Но внезапный треск одиночных выстрелов, пулеметных и автоматных очередей заставил его обернуться. Сейчас офицеру и солдатам было не до него. Воспользовавшись тем, что внимание заставы было отвлечено машиной профессора, толпа в нескольких местах прорвала цепи и рассыпалась по обеим сторонам дороги. За те несколько секунд, которые потребовались, чтобы Гросс успел обернуться и посмотреть на происходящее за его спиной, десятки убитых уже валялись на пухлом сыром снегу, раскинув ноги, зарывшись лицами в снег или, наоборот, запрокинув к небу сразу пожелтевшие лица. Были среди убитых люди всех возрастов, от грудных детей до дряхлых стариков, которым только какое-то очень сильное чувство, остававшееся пока неясным для Гросса, придало силы пробежать пять-десять шагов по рыхлому и глубокому снегу. Еще больше валялось на снегу раненых. Кое-кто из них все же пытался, истекая кровью, пробиться сквозь солдатские цепи, и таких солдаты, не подходя близко, приканчивали с какой-то непонятной холодной и брезгливой яростью.
– Что они делают!.. Мерзавцы!.. Убийцы!.. – профессорша всплеснула руками, побелела, поправила на себе шляпку и выскочила из машины на дорогу. Она хотела броситься к солдатам, чтобы помешать им расстреливать безоружную толпу.
– В машину! – схватил ее за рукав профессор. – С меня по горло хватит прежних допросов в Особом комитете…

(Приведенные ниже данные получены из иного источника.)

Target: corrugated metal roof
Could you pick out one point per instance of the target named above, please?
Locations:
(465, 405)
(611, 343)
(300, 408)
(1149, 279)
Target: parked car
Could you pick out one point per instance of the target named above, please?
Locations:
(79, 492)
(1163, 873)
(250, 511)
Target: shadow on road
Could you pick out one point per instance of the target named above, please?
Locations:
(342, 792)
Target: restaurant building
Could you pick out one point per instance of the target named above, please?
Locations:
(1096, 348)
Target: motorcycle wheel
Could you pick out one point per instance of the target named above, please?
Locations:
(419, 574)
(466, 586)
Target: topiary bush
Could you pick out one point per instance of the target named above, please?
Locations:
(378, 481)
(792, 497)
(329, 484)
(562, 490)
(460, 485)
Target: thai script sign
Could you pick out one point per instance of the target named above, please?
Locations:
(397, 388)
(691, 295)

Она послушно повернула к машине, но тут же потеряла сознание и грохнулась бы на шоссе, если бы муж вовремя не подхватил ее на руки. Мешкать нельзя было. Осатаневшим солдатам ничего не стоило дать несколько очередей и по его машине. Поэтому он кое-как устроил жену рядом с собой на переднем сиденье, чтобы в случае чего сразу можно было оказать нужную помощь. Затем он торопливо развернул машину и дал полный газ.
Фрау Гросс вскоре пришла в себя и сейчас тихо всхлипывала, глядя перед собой безразличным взглядом. Профессор понимал, что словами ее горю не поможешь. Он молчал, пытаясь разгадать причину этой массовой бойни.
И вдруг сзади послышался тихий стон.
– Раскис! – выбранил себя Гросс. – Уже мерещиться тебе стало, старый дурак!
Но и минуты не прошло, как стон повторился. На сей раз он был куда громче и не оставлял никакого сомнения в своей реальности.
Профессор сбавил газ и попытался рассмотреть, что там такое происходит на заднем сиденье. Теперь этим заинтересовалась и фрау Гросс. Она заглянула назад и ахнула: внизу, в тесном промежутке между задним и передним сиденьями, скорчившись, лежал на боку в лужице крови незнакомый молодой человек лет двадцати трех в расстегнутом бежевом бумажном пальто, очень дешевом и очень модном.
– Кто это, кто это? – испугался профессор. Только и не хватало, чтобы именно в его автомобиле вдруг обнаружили неизвестного, истекающего кровью человека, видимо скрывающегося от властей. Лучшего повода для ареста и его и Полины трудно себе представить.